Work under way on Nevada's first wind energy farm

The settlement of a lawsuit filed by environmentalists is allowing turbines to go up at Nevada's first wind energy project.

The 7,500-acre Spring Valley Wind farm in White Pine County, just west of Great Basin National Park, is set to start providing power to northern Nevada this July, the Las Vegas Review-Journal reported ((http://bit.ly/HWvHAg ).

San Francisco-based Pattern Energy plans to install 66 turbines to generate 150 megawatts of electricity, enough to supply about 45,000 homes.

NV Energy has agreed to buy power from the wind farm for the next 20 years.

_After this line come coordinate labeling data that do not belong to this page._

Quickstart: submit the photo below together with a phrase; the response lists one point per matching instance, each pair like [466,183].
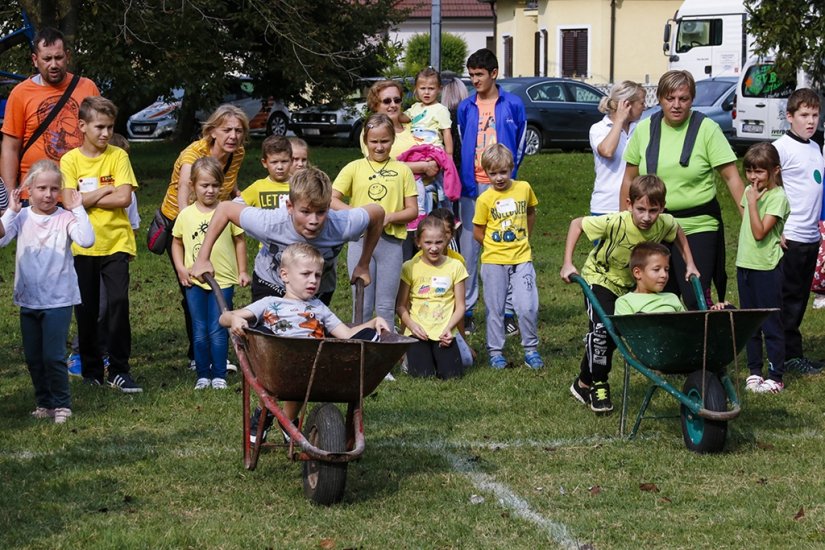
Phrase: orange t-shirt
[486,135]
[29,103]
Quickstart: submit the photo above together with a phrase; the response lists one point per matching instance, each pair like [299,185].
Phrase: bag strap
[52,114]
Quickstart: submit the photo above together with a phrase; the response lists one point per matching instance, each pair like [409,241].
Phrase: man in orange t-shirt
[31,101]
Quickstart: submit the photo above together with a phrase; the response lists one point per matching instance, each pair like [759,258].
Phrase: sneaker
[580,393]
[770,386]
[75,367]
[42,412]
[600,397]
[753,382]
[533,360]
[61,414]
[253,425]
[510,325]
[124,383]
[498,362]
[469,325]
[803,365]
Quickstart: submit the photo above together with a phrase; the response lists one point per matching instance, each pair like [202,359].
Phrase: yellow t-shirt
[190,227]
[113,232]
[432,296]
[265,193]
[506,241]
[387,184]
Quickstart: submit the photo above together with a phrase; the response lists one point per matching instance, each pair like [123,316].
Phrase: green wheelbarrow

The Western Watersheds Project and the Center for Biological Diversity sued last year in an effort to block the $225 million project, claiming the U.S. Bureau of Land Management skirted environmental regulations to fast-track it.

The National Park Service, U.S. Fish and Wildlife Service and Nevada Department of Wildlife also expressed concerns over the project.

The conservation groups and company entered settlement talks last year after a federal judge refused to stop work at the site to allow more study of how the turbines would affect bats and sage grouse.

Under the settlement approved March 29 in U.S. District Court in Nevada, Pattern agreed to expand its program for tracking bird deaths associated with the project.

The company also will pay for a $50,000 study of nearby Rose Cave, where as many as 3 million Mexican free-tailed bats roost during their fall migration.

Rob Mrowka of the Center for Biological Diversity said conservationists were forced to settle and try to get as much mitigation as possible once the judge denied a motion to halt construction.

He said the site is riddled with problems, including its proximity to Rose Cave and to nesting and brood-raising areas for sage grouse.

The wind farm also abuts a sacred Western Shoshone swamp cedar site where Indians were massacred during the Goshute War of 1863.

"It's just a bad spot," Mrowka said.

Pattern officials defend the site, which has been the subject of wind and weather monitoring since 2005.

"We are starting to see that all renewable energy projects, no matter how well planned, are being questioned," Pattern CEO Mike Garland said in a statement. "The settlement should give more confidence to those concerned parties and the community that the project is well designed."

In 2010, planners said they expected fewer than 203 birds and 193 bats to die from turbine encounters each year.

Each 262-foot tower — roughly the height of a 30-story building — will hold a rotor with three blades the length of a football field.

Biologists say Mexican free-tailed bats roost in Rose Cave, about five miles from the wind farm, for one to three days while on their southern migration to Central America from July through October. At peak times as many as 2,000 bats per minute have been counted leaving the cave.

At first, the wind farm will serve only NV Energy customers in northern Nevada. The power eventually will find its way south to the Las Vegas area with the completion of a transmission line now under construction.